Video games tackle ’lazy eye’

ISLAMABAD: Playing virtual reality computer games may help treat the condition known as amblyopia, or lazy eye, say researchers.
In patients with amblyopia, one eye works better than the other. Because the amblyopic eye is inferior for some reason, the brain decides to use the good eye.
Over time, the neural connection to the bad eye becomes gradually weaker in favour of the good eye.
The traditional way of fixing the problem is for patients to force the bad eye to work harder by wearing a patch over the good eye.
The treatment usually involves patching for around 400 hours and can cause the eyes not to work together, resulting in double vision.
Researchers at Nottingham University say that an experimental treatment using virtual reality (VR) may offer the best of both worlds, encouraging the lazy eye to be more active and getting both eyes to work together.
"Traditionally VR has been used to present realistic environments in 3D so you imagine you’re there because of the depth of the world around you," said Richard Eastgate of the university’s Virtual Reality Applications Research Team.
"But we’re using VR to make something unrealistic. You could call it virtual unreality," he told Digital Planet.
"We’re actually presenting two different versions of the world to each eye."
In one experiment, the team has been trying out a racing game where the computer sends images of the player’s own car to the amblyopic eye, but the other cars go to the good eye.
A racing game was used for the research Obstacles on the track are sent alternately to each eye, so both eyes team up to get the patient through the game.
The researchers are encouraged by the results.

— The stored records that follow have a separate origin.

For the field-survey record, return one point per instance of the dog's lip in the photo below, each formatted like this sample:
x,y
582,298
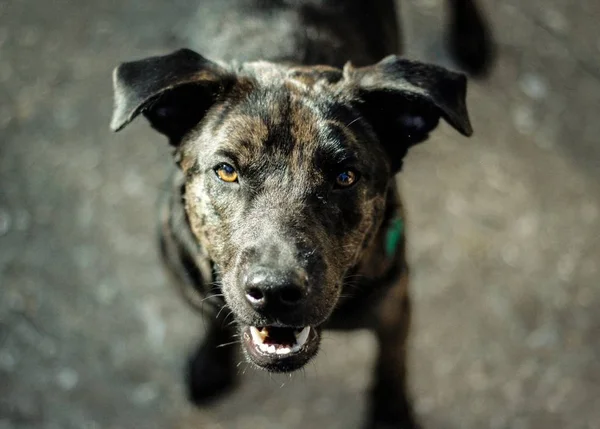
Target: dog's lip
x,y
301,345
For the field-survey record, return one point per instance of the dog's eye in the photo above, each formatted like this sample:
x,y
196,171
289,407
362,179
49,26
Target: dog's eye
x,y
346,179
226,173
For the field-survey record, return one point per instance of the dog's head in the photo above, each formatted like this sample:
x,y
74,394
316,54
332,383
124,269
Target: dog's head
x,y
287,170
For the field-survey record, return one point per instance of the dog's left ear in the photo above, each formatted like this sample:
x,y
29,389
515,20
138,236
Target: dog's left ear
x,y
403,100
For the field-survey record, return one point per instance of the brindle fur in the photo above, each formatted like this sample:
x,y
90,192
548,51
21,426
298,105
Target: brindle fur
x,y
288,123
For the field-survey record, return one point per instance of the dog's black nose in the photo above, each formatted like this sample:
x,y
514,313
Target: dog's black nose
x,y
269,290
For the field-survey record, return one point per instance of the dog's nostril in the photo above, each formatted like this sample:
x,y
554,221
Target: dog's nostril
x,y
255,295
291,295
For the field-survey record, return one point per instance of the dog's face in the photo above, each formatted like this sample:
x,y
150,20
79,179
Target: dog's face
x,y
287,170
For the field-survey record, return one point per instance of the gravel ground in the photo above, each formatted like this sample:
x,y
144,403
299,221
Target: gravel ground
x,y
504,237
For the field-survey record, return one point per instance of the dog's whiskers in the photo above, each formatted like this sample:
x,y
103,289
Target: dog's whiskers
x,y
228,344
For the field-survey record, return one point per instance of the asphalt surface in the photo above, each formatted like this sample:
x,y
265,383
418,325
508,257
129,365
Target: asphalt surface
x,y
504,232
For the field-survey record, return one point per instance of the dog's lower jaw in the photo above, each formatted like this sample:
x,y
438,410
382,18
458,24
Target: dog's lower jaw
x,y
280,358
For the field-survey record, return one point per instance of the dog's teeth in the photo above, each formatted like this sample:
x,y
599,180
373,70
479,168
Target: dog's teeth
x,y
302,337
257,337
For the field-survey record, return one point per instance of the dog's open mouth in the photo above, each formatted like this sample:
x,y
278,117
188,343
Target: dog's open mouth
x,y
279,348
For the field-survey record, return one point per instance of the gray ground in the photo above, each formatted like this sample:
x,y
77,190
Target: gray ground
x,y
504,238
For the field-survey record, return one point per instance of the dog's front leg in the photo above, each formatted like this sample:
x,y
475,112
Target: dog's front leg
x,y
390,403
211,368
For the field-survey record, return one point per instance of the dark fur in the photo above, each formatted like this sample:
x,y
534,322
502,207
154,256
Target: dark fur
x,y
289,127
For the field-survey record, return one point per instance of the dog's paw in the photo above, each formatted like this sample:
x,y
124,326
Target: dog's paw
x,y
210,375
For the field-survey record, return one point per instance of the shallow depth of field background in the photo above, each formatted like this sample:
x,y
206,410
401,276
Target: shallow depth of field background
x,y
504,237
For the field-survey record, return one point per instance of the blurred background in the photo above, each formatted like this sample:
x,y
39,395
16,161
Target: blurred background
x,y
504,237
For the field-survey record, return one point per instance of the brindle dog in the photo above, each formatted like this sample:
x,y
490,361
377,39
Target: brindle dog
x,y
284,211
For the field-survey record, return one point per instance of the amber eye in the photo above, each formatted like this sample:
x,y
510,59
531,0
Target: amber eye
x,y
346,179
226,173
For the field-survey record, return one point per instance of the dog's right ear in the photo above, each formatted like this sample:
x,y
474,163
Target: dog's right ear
x,y
172,91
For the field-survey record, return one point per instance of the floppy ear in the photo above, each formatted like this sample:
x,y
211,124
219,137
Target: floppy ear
x,y
404,100
172,91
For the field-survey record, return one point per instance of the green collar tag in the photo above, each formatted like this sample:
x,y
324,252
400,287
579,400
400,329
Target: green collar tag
x,y
393,236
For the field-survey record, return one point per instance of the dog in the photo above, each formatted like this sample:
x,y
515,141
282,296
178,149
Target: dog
x,y
283,211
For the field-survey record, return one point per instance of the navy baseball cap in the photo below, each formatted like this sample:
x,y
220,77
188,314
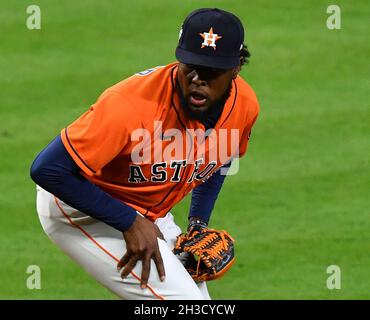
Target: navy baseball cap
x,y
211,38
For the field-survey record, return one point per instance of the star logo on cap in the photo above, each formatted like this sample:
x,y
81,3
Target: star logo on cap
x,y
209,39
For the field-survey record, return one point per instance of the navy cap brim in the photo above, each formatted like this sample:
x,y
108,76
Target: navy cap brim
x,y
206,61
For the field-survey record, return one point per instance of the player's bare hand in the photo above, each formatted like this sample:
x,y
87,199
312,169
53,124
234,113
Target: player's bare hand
x,y
142,244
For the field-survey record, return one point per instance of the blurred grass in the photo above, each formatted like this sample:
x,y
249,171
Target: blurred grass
x,y
300,201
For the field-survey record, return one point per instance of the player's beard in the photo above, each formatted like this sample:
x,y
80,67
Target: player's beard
x,y
214,110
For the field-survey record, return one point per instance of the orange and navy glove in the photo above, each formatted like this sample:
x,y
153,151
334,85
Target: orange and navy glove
x,y
210,252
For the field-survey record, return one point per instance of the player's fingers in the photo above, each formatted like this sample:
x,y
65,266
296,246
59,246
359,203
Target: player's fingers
x,y
123,261
159,233
159,264
145,273
128,267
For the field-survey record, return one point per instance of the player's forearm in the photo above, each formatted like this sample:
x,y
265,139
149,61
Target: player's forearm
x,y
204,197
55,171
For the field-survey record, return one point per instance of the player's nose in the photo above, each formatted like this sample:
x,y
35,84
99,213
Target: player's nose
x,y
196,79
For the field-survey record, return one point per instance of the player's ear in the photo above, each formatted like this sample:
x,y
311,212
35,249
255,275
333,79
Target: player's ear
x,y
236,71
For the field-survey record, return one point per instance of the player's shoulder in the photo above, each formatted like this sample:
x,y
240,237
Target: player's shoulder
x,y
246,95
140,96
149,83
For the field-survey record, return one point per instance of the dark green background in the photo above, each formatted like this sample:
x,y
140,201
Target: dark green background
x,y
301,199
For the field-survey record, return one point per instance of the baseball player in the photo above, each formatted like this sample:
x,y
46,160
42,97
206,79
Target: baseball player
x,y
107,183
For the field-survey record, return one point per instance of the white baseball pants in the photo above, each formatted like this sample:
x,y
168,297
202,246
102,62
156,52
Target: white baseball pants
x,y
98,248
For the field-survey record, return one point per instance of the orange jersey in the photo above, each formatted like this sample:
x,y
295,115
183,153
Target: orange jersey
x,y
128,142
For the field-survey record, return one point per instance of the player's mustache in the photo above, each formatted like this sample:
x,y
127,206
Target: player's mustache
x,y
213,108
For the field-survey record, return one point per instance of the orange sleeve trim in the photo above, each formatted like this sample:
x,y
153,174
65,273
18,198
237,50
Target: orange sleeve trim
x,y
75,156
101,247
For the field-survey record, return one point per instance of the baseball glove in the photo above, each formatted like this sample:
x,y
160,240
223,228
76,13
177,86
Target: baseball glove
x,y
209,253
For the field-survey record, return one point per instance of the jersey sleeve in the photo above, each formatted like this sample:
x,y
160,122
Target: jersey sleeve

"We thought we’d develop a system that needed about 400 hours of treatment like patching. In the end we achieved the same effect in an hour," said Dr Eastgate.
It is not entirely clear how the treatment works on a neurological level.
Research in the past has tried static images. But the team believes that modern virtual reality has allowed different but related dynamic information to be sent to each eye for the first time.
"The technique hasn’t been proven with rigorous trials but the early results show a very rapid effective treatment through this system," said Dr Eastgate.